Alan Biggs: Making a case for the defence as key part of Sheffield United's title push
You can't simply judge a defence on the number of goals it concedes. If you did, Sheffield United's rearguard would be only the fourth best in League One '“ when we know it crucially underpins THE best team.
Compare those 44 goals conceded with the 76 scored by the most prolific side in the section, which means the back line has to be extra vigilant to protect a naturally attacking outfit. Then consider that 12 of those 76 goals have actually been scored by members of the back three, including the five of the currently injured Ethan Ebanks-Landell.
Make that 24 if you throw in the wing backs, Daniel Lafferty and nine-goal Kieron Freeman.
Together, they’ve more than out-scored the brilliantly balanced and creative midfield trio of John Fleck, Paul Coutts and Mark Duffy, who are just in double figures collectively. But what it signifies above all is a team pulling together quite magnificently in relentlessly chasing down both promotion and the championship title.

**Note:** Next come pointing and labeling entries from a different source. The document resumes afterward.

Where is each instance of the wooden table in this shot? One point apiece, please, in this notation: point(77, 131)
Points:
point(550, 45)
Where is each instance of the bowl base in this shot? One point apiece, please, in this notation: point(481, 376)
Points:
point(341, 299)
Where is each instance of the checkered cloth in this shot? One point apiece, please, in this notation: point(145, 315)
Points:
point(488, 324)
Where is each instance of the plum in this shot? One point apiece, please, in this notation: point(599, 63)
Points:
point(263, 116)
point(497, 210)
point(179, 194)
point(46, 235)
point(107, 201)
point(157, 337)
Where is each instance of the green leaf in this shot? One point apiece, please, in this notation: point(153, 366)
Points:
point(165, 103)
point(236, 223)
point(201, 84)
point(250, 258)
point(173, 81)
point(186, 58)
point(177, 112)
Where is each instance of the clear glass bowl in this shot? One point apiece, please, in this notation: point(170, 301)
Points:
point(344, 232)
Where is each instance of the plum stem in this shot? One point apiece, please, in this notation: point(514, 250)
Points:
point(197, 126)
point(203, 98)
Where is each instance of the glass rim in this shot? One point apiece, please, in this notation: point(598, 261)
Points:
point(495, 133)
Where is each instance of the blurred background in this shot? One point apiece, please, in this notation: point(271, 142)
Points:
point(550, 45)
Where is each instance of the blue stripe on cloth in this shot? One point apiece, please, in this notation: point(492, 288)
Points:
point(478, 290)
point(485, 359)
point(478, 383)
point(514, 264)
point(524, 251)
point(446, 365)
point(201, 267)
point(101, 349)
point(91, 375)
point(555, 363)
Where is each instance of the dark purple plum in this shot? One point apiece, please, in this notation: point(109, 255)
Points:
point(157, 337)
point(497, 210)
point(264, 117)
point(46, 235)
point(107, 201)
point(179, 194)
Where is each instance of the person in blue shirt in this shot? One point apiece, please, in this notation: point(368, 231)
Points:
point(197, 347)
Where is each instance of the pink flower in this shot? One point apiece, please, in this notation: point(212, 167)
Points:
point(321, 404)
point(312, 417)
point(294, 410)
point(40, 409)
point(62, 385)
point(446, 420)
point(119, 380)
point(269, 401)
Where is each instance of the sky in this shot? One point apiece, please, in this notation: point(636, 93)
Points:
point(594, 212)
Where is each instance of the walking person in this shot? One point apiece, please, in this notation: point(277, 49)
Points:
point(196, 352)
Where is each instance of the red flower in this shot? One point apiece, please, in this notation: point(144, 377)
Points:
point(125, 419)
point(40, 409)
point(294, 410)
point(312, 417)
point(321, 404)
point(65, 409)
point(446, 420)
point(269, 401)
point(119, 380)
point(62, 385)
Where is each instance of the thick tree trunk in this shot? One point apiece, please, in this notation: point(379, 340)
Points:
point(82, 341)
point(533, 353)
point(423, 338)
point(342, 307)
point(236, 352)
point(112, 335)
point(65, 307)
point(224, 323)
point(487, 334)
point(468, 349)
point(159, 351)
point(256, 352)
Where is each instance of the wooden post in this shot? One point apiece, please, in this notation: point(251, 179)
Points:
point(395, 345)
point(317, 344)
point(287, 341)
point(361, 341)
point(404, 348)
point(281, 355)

It takes some doing to put a 26-goal marksman in the shade. But that’s exactly what happened in the nerveless 2-0 eclipse of Millwall on Tuesday as the Blades went 13 points clear of third place in a show of total conviction and self-belief. Billy Sharp actually put himself in the shade (of both touchlines) with as unselfish a channel-running performance as you could wish to see from a player chasing two more for 200 career goals.
Don’t expect a repeat too soon because getting in the box – where he would admit he never was in midweek – is Sharp’s stock in trade.
But it did speak of the captain overruling the striker and embodied the team ethic running throughout Chris Wilder’s side. I’ve never seen one more together.
But let’s go back to the front of the column. Take a bow Jack O’Connell, Jake Wright and Chris Basham, and, behind them, Simon Moore.
O’Connell is a colossus on the left of the trio, Basham a driving force on the other side and Wright immaculately tidy and compact in between. Wright is so quietly efficient that you are unlikely to hear another peep out of him publicly for as long as a simply extraordinary record stretches.
Whisper this for fear of tempting fate. He’s yet to be on the losing side in 26 appearances for United and, taking in his last six for Oxford, that’s an incredible run of 32 games unbeaten.
Talking of records, United will be only the fourth club in the English professional game (behind Preston, Wolves and Burnley) if they win League One to complete the clean sweep of topping all four leagues in their history.
And then there’s the manager. Wilder’s record across his last 64 league games (including League Two title winners Northampton last season) reads: 40 wins, 18 draws, six losses for a win ratio of 62.5 per cent.
This, let me tell you, is phenomenal stuff. One word and one word only to finish. Enjoy.